The Wardrobe’s Best Dressed: Holy Sparks by Diana Woodcock


This selection, chosen by guest editor Kirsten Kowalewski, is from Holy Sparks by Diana Woodcock (Paraclete Press 2023).

Nature’s Revered Teachers

The old pine tree teaches wisdom,
and the cry of the wild bird expresses truth.
~ Zen koan

The silent stone—
how it lectures on the sacredness
of stillness and muteness.
                The Pleistocene,
                time of great extinctions,
                teaches mystery and curiosity—

was it a star dragon
thrusting out its tongue,
or the heat of meteoritic impact?
                Meltwater teaches chemistry
                and tragedy, and most important
                perhaps these days, humility.

The blushing peach—
what a wordless lesson
it can teach.
                The fire, tempering the sword,
                clarifies how we, too, require softening
                if we are to resist breaking.

The owl, turning its head
160 degrees, exemplifies that being
anticipatory is only half the story.
                La Venta and San Lorenzo,
                southern Mexico, from
                whose ground colossal stone heads

of the lost Olmec culture
were unearthed, teach the ghostly
hush of vanishment.
                Windborne swirls of silvery seeds
                suggest that man also has the need
                to launch off to new worlds.

And the poisoned dying bee,
in perfect stillness, teaches eternity—
takes us back to the Book of Romans,

                all creation groaning for salvation.

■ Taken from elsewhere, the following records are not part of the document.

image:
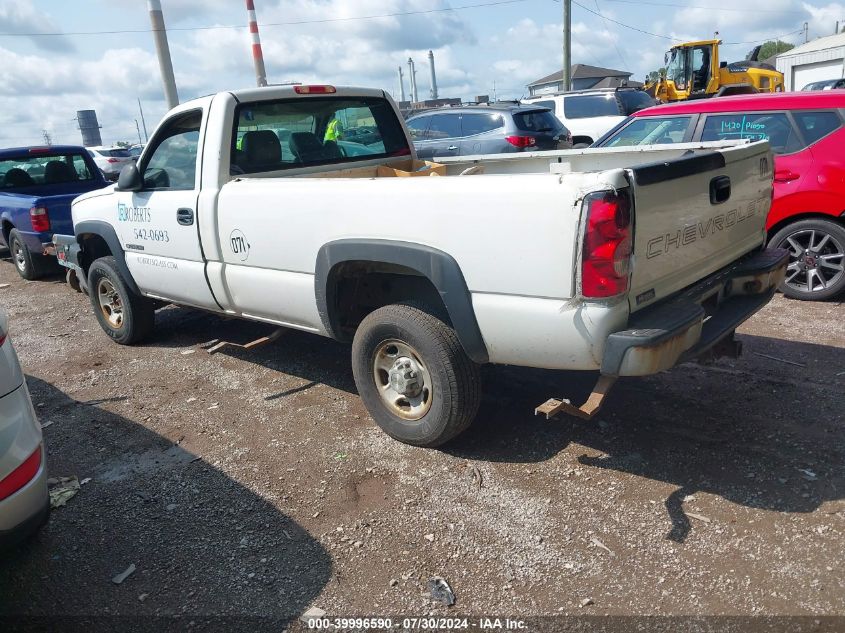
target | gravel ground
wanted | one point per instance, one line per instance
(255, 484)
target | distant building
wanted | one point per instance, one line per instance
(815, 61)
(583, 77)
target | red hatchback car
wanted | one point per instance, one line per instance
(806, 131)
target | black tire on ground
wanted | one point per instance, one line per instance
(125, 316)
(28, 264)
(448, 381)
(816, 252)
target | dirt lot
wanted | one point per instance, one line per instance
(255, 484)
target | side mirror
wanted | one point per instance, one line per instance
(130, 179)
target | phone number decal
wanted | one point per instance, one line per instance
(149, 235)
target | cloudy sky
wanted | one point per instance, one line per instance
(60, 57)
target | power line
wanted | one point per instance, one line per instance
(687, 6)
(618, 52)
(269, 24)
(675, 39)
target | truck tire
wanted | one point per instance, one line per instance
(413, 375)
(125, 316)
(29, 265)
(816, 258)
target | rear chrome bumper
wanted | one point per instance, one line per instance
(691, 323)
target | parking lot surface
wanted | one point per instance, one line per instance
(254, 483)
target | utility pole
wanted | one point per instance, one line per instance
(401, 85)
(144, 123)
(165, 64)
(566, 82)
(413, 74)
(257, 54)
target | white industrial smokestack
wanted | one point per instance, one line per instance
(401, 85)
(433, 75)
(414, 96)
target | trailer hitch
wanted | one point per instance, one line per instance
(586, 411)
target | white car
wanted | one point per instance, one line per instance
(588, 114)
(24, 502)
(111, 160)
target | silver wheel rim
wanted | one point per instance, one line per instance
(402, 380)
(815, 260)
(110, 303)
(19, 256)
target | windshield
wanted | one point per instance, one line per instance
(286, 134)
(676, 68)
(650, 131)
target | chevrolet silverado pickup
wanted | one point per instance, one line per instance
(250, 204)
(37, 185)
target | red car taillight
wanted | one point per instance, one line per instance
(606, 257)
(21, 475)
(40, 219)
(521, 141)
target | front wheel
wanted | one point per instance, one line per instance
(414, 376)
(816, 258)
(125, 316)
(28, 264)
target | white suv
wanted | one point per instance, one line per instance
(588, 114)
(24, 502)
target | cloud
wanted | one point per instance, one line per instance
(21, 17)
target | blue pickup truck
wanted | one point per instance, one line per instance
(37, 185)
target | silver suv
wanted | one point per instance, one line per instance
(497, 128)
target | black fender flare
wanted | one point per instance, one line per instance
(107, 232)
(438, 267)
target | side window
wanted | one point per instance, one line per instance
(82, 171)
(472, 124)
(650, 131)
(173, 162)
(444, 126)
(816, 125)
(774, 127)
(419, 127)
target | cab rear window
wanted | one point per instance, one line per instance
(290, 133)
(42, 169)
(774, 127)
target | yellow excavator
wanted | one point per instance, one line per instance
(693, 71)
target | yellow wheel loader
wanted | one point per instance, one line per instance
(693, 71)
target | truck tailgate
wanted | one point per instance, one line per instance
(695, 215)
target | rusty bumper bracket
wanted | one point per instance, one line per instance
(587, 410)
(264, 340)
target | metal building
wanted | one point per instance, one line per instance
(814, 61)
(90, 128)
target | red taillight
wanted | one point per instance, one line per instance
(607, 245)
(314, 90)
(21, 475)
(521, 141)
(40, 219)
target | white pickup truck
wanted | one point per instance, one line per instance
(270, 204)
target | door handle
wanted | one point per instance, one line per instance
(720, 189)
(185, 216)
(785, 175)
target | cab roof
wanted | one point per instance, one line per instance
(741, 103)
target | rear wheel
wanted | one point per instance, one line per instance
(816, 258)
(125, 316)
(413, 375)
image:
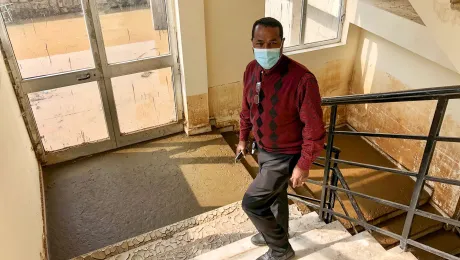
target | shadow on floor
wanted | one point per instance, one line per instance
(98, 201)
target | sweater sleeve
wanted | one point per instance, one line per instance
(245, 120)
(311, 114)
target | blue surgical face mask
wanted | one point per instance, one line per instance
(267, 58)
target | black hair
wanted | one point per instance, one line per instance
(268, 22)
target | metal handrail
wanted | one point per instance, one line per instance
(442, 95)
(451, 92)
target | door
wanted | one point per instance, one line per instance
(94, 75)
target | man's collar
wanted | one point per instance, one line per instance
(278, 66)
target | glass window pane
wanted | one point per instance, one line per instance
(132, 32)
(323, 20)
(289, 13)
(69, 116)
(144, 100)
(47, 38)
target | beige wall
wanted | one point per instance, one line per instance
(21, 222)
(229, 51)
(443, 21)
(190, 20)
(382, 66)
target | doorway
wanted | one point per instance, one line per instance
(94, 75)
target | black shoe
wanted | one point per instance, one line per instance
(258, 240)
(271, 256)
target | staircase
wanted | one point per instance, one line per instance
(225, 233)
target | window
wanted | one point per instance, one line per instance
(307, 23)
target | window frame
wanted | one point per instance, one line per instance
(305, 46)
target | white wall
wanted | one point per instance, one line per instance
(21, 222)
(401, 31)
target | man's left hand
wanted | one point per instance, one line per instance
(299, 176)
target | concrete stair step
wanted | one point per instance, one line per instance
(421, 227)
(359, 247)
(232, 211)
(197, 239)
(307, 223)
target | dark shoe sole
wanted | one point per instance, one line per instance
(258, 244)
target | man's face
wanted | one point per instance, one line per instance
(267, 38)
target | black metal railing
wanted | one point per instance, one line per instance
(332, 169)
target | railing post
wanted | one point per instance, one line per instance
(327, 164)
(424, 167)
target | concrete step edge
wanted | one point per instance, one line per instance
(358, 247)
(161, 233)
(203, 238)
(298, 228)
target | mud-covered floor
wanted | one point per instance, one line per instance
(98, 201)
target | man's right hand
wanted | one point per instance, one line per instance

Diana Woodcock has authored seven chapbooks and six poetry collections, most recently Heaven Underfoot (2022 Codhill Press Pauline Uchmanowicz Poetry Award), Holy Sparks (2020 Paraclete Press Poetry Award finalist), and Facing Aridity (2020 Prism Prize for Climate Literature finalist). A three-time Pushcart Prize nominee and Best of the Net nominee, she received the 2011 Vernice Quebodeaux Pathways Poetry Prize for Women for her debut collection, Swaying on the Elephant’s Shoulders. Currently teaching at VCUarts Qatar, she holds a PhD in Creative Writing from Lancaster University, where she researched poetry’s role in the search for an environmental ethic.


Kirsten Kowalewski has a master’s degree in library science and a specialist’s certificate in school media services for grades K-12. She reads widely. and is the editor for horror and dark fiction review website Monster Librarian. This is her third time curating for The Wardrobe.